Bagaimana Anda Dapat Membantu:
* Wanita yang Peduli - Rumah Sakit 8 Mbabane Ward
* Desa SOS
* Sipho Mamba - tetangga sebelah saya dari Swaziland - membantu anak yatim
Saya mencapai bangsal anak-anak. Sekelompok kecil anak-anak kita ditelantarkan tetapi pemerintah Swazi menolak untuk percaya bahwa ada yang namanya anak terlantar. Itu bertentangan dengan adat suku. Jadi anak-anak berakhir di sini di rumah sakit, di Bangsal 8 sebagai penghuni jangka panjang.
Upaya sukarela kami menyediakan pengasuh anak, mainan, makanan, dan bahkan biaya sekolah dan seragam sekolah.
“Aish Medem - aku senang kamu ada di sini,” Julia menyapa saya ketika saya masuk. “Saya butuh bantuan dengan Mandla; dia tidak mau makan phutu (bubur) dan aku sibuk dengan bayinya.”

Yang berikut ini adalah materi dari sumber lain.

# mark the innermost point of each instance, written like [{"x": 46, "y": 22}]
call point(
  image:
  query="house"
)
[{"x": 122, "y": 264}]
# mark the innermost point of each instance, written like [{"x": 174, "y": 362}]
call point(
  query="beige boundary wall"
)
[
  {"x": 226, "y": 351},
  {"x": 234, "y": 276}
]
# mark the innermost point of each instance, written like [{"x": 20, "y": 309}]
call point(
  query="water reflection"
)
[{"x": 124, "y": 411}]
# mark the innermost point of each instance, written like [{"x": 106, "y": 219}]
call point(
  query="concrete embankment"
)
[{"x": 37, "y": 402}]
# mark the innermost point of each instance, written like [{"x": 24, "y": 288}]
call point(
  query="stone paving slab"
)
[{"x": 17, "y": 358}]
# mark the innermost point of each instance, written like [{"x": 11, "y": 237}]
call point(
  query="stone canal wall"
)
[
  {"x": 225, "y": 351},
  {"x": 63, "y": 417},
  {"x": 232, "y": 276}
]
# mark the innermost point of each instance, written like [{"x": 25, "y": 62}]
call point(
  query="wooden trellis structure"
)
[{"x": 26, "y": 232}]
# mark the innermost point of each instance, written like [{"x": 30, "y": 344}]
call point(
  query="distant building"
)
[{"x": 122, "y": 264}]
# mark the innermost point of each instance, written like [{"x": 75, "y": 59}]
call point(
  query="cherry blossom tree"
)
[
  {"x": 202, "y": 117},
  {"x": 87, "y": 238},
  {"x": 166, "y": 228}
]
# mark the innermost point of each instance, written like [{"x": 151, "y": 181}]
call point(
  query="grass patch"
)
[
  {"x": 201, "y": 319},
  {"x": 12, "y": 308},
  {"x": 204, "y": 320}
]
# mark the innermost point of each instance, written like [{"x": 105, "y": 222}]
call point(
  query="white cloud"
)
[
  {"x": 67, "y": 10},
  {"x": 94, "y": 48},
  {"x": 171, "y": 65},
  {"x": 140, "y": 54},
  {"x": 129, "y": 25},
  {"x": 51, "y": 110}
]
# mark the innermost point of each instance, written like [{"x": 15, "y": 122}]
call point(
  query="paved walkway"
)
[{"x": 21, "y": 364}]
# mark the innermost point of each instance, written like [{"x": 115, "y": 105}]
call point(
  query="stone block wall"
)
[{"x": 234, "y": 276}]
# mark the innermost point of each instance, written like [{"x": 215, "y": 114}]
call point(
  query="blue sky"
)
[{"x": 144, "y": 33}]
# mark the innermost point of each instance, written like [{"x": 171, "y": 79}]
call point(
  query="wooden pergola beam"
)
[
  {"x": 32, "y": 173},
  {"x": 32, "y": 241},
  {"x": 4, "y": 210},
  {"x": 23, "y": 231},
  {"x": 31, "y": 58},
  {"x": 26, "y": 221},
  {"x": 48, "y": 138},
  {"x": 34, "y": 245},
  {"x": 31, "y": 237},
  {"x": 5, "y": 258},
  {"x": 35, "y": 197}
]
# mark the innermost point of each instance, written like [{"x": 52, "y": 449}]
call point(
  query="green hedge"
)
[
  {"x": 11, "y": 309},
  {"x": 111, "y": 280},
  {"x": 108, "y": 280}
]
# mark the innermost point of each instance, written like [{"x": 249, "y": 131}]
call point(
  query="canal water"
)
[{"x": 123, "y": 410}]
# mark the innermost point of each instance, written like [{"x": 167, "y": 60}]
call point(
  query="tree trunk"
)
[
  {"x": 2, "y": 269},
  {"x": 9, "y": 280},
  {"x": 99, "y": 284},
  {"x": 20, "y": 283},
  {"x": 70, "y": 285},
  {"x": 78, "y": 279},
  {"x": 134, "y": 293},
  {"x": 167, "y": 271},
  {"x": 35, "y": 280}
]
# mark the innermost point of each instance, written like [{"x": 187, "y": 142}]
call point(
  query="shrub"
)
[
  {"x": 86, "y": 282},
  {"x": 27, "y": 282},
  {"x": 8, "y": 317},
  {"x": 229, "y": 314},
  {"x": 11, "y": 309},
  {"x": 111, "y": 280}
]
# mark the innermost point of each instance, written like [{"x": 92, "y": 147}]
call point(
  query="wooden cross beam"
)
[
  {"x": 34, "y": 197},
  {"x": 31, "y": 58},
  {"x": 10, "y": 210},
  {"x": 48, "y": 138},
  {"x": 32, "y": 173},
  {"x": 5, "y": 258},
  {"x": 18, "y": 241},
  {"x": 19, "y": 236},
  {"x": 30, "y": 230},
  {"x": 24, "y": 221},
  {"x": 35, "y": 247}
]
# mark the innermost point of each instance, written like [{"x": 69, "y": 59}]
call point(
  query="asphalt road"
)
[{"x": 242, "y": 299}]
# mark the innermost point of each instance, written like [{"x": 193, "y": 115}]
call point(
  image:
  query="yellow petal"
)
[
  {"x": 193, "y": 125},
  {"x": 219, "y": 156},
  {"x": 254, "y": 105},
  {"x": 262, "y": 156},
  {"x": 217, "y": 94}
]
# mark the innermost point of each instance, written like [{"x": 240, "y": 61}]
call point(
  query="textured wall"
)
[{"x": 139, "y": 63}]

Mandla berumur 4 tahun dengan Sindrom Down. Dia cukup kuat dan sedikit di kali. Saya mulai bekerja, mengalihkan perhatiannya dengan kunci mobil saya sementara saya menyekop bubur ke dalamnya sementara saya memiliki kesempatan.
Julia bekerja dengan bayi yang baru lahir - baru berusia 3 bulan didiagnosis dengan TB dan (kami yakin tetapi tidak ada yang mengatakannya) mungkin meninggal karena AIDS.
Ada 70.000 anak yatim di Swaziland menurut laporan 2008 oleh Young Heroes, sebuah organisasi yang terkait dengan Peace Corps.
Tidak lama setelah saya selesai dengan Mandla - pembersihan besar yang melibatkan wajahnya, tangan, kursi, lantai, dan mainan - dari Precious membutuhkan penggantian popok. Dia berusia 3 tahun dan ini adalah satu-satunya rumah yang dikenalnya. Dia masih belum bisa bicara dengan benar.
Julia berjalan-jalan dengan bayi itu (yang belum disebutkan namanya) dengan cemberut dalam yang membuat suara-suara klik yang tidak menyenangkan dengan lidahnya.
"Ada apa Julia?" Tanyaku dari kedalaman ember popok.
"Hei, Medem, aku tidak tahu apa yang harus kulakukan denganmu, sayang. Dia sangat, sangat sakit tetapi dokter dia bilang dia terlalu sibuk dan yang ini akan tetap mati sehingga dia tidak bisa meluangkan waktu. "Mata Julia dipenuhi dengan air mata dan saya dapat melihat bahwa dokter itu benar. Bayi itu sangat kurus - kewalahan oleh popok. Napasnya dangkal.
"Mungkin kita bisa berbicara dengan Palang Merah atau Menyelamatkan Anak-anak, " aku menyarankan. Tentunya, pasti ada seseorang yang bisa mendapatkan bantuan untuk bayi ini - beri dia kesempatan berkelahi.
"Ya, Medem - ada di tangan Tuhan"
Memang, saya berpikir sendiri. Saya akan melihat siapa yang dapat saya telepon ketika saya pulang.
Aku merasakan tarikan tajam ke rokku dan melihat ke bawah dengan bingung. Ada Mandla menatapku dengan senyum lebar - matanya yang khas Downs Syndrome berkilauan karena kegembiraan. Di tangannya dia punya lipstikku. Dia telah berhasil melukis di seluruh wajahnya.